Art Education as Training of the Senses

I will be leading an online discussion on the theme of ‘Art Education as Training of the Senses’ on Monday 23rd Feb from 6 – 7 pm as part of the National Association of Fine Art Education’s NAFNET series of events. The event is free and open to non-members. You can book your place here.

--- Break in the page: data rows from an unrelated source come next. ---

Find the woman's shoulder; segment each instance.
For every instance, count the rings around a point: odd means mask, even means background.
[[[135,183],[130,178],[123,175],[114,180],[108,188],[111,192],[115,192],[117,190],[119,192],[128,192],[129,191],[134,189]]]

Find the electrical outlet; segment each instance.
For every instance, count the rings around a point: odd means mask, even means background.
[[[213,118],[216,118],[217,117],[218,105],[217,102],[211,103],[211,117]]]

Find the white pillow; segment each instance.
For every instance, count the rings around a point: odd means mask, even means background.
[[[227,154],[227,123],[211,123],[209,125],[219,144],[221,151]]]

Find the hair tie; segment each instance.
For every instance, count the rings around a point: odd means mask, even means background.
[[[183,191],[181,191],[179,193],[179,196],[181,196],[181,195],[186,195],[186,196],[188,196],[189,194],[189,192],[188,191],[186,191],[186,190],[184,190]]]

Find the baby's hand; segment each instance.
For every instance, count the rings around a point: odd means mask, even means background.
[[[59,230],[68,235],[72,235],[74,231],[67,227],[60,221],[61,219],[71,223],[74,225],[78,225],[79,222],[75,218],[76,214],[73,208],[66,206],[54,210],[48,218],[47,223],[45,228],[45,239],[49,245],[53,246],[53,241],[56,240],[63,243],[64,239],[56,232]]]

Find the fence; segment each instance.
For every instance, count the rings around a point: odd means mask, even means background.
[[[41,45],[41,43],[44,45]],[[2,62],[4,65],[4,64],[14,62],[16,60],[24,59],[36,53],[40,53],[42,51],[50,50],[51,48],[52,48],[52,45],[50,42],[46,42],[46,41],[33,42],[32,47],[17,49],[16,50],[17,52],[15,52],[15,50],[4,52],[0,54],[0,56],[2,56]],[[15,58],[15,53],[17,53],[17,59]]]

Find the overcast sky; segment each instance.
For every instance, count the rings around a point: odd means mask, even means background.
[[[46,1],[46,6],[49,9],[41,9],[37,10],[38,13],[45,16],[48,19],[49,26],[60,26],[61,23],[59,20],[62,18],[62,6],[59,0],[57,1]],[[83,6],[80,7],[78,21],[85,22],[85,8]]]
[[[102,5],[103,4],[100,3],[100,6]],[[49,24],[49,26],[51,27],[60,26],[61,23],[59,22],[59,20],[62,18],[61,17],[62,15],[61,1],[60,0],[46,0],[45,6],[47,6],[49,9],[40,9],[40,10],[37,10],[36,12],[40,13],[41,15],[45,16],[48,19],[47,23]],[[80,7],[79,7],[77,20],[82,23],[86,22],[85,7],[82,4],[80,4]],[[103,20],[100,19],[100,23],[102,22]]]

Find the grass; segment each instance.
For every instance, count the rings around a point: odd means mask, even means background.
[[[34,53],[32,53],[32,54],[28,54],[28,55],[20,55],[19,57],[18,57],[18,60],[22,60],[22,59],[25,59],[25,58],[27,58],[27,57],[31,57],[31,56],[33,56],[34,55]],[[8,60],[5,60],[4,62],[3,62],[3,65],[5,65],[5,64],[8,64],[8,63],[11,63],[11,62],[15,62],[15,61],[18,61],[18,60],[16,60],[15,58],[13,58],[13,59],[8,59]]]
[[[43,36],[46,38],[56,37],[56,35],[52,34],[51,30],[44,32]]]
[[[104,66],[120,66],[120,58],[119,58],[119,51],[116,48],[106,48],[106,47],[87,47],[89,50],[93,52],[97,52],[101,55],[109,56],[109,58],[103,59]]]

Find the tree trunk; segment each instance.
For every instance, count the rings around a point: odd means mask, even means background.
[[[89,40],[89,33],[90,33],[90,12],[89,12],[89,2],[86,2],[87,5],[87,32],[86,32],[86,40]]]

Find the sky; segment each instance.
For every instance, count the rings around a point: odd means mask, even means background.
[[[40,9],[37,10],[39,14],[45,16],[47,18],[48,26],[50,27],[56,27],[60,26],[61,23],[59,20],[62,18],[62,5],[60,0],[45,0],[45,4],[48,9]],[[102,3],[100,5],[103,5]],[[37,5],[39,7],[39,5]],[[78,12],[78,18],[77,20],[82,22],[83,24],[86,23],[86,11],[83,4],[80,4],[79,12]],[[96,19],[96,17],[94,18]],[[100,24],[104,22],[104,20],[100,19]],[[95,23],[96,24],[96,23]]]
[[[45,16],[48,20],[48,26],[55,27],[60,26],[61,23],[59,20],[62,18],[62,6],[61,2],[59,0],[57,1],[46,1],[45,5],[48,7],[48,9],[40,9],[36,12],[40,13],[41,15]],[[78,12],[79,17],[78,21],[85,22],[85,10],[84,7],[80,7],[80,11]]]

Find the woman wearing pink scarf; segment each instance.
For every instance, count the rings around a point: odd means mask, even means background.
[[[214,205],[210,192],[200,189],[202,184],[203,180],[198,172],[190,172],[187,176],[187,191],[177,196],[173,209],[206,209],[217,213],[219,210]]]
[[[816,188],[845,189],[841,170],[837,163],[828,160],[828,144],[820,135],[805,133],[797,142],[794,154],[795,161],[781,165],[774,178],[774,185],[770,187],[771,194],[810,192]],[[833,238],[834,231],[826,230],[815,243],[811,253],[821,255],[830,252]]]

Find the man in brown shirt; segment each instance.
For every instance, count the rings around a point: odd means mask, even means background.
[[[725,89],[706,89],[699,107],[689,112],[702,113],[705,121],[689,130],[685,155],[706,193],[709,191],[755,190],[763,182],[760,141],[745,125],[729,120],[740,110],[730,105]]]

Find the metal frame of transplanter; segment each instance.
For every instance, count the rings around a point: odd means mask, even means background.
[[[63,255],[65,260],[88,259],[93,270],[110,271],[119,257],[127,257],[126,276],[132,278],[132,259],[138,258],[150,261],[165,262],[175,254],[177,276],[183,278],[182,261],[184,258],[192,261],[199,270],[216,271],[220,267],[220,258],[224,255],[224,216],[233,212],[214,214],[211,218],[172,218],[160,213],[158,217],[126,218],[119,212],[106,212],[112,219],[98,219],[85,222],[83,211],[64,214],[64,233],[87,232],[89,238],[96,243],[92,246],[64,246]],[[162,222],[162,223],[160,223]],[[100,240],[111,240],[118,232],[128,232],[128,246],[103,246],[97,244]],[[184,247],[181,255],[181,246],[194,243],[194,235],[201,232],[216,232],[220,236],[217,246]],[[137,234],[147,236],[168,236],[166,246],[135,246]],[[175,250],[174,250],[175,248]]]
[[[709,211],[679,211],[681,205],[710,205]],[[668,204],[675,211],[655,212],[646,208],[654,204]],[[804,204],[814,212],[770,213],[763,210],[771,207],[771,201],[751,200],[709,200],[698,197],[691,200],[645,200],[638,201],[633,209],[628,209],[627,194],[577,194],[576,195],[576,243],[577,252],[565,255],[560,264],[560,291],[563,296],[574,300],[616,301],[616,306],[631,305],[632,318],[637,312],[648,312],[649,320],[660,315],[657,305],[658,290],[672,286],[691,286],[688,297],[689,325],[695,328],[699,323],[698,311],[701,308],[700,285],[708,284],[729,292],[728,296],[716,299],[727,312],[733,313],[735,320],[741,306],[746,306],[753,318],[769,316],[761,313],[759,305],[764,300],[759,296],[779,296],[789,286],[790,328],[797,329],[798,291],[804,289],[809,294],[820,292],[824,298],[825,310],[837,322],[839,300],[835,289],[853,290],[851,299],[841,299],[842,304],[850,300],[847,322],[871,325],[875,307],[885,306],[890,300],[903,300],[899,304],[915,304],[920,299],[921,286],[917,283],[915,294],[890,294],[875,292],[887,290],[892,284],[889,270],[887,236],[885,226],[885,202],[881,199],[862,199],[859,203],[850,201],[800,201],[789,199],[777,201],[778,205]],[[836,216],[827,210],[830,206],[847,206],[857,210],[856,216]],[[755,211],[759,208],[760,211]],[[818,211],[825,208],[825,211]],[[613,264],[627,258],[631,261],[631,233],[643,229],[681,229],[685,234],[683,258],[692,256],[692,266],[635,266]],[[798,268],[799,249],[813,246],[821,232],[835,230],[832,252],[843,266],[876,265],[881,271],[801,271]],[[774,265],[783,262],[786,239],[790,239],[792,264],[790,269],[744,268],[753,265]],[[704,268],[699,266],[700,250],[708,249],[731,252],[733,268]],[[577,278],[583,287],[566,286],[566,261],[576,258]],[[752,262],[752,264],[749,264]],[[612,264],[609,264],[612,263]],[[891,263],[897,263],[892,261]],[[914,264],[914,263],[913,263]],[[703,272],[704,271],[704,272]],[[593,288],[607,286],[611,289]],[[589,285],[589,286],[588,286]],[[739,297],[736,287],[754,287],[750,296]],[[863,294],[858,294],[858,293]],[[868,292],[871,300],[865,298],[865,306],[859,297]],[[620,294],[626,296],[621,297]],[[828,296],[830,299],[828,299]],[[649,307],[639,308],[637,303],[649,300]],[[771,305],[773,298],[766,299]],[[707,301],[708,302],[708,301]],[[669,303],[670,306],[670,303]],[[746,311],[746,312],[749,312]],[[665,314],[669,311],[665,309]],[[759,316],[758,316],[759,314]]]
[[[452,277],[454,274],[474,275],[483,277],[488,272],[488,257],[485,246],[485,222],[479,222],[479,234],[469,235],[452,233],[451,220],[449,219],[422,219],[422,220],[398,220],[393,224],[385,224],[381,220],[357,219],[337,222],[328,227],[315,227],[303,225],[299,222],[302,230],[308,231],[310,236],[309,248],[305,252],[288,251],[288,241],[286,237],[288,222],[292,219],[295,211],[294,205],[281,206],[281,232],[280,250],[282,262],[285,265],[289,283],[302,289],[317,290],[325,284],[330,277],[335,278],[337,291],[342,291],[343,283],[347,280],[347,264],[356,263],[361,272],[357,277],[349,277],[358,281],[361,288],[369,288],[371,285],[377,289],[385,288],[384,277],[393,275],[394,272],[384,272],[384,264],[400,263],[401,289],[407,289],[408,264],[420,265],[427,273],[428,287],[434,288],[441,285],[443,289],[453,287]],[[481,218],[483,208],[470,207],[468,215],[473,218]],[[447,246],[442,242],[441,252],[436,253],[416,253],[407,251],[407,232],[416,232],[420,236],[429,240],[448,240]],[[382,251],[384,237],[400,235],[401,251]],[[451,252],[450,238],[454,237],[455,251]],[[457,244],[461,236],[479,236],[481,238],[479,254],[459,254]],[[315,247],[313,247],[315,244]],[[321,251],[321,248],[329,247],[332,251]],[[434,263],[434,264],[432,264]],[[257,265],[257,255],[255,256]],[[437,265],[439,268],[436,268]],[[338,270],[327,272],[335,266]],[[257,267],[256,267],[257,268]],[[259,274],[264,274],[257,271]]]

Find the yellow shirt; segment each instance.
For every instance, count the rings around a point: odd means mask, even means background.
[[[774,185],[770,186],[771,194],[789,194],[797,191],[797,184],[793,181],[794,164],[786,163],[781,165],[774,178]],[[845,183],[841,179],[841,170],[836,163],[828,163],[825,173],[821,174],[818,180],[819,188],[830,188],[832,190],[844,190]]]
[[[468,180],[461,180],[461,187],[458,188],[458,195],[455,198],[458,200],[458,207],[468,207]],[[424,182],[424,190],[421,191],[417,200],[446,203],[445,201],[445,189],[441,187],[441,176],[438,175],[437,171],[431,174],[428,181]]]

I will give a short introduction to the theme, followed by an open discussion. Below is a bullet-point overview of the introduction:

Background

  • BA Fine Art with Psychology at Worcester
  • Curriculum redesigned to integrate psychology into fine art teaching
  • Students interested in art therapy often have lived personal experience of mental health issues, neurodevelopmental disorders and autism, and secondary experiences of severe mental health conditions, addiction and dementia
  • Covid pandemic of 2021 exacerbates problem of overwhelm of NHS mental health support
  • How might socially-engaged arts practices address public mental health crisis
  • Arts and Health Research Group at UW came out of that

Teaching Context

  • A significant percentage of students have common mental health conditions, neurodevelopmental disorders or autism characteristics
  • Fine Art education historically welcoming of neurodivergent people
  • Studio teaching is especially accommodating of these differences
  • Studio as safe environment
  • Attention issues evident for the last 20 years. Students glued to mobile phones
  • Smart phones directly implicated in an increase in mental health issues, especially anxiety, depression and ADHD
  • Intensified by consequences of Generative AI
  • How to get students off their phones and screens
  • Five ways to Wellbeing: Human connection, physical activity, attentiveness, learn new skills, giving

Art Education as Training of the Senses

  • Art as Education of the Senses: 19th century idea (John Ruskin), roots in Schiller’s Letters on Aesthetic Education (German Romanticism, Goethe)
  • Alternative educational models: Steiner, Montessori, Reggio Emilia
  • Marshall McLuhan: new media transform the ‘ratio of the senses’
  • Deep Listening: tasting, touching, hearing, smelling, sensing
  • Mindfulness and embodiment practices: bring the body back into teaching
  • The senses think. Thought is a sense.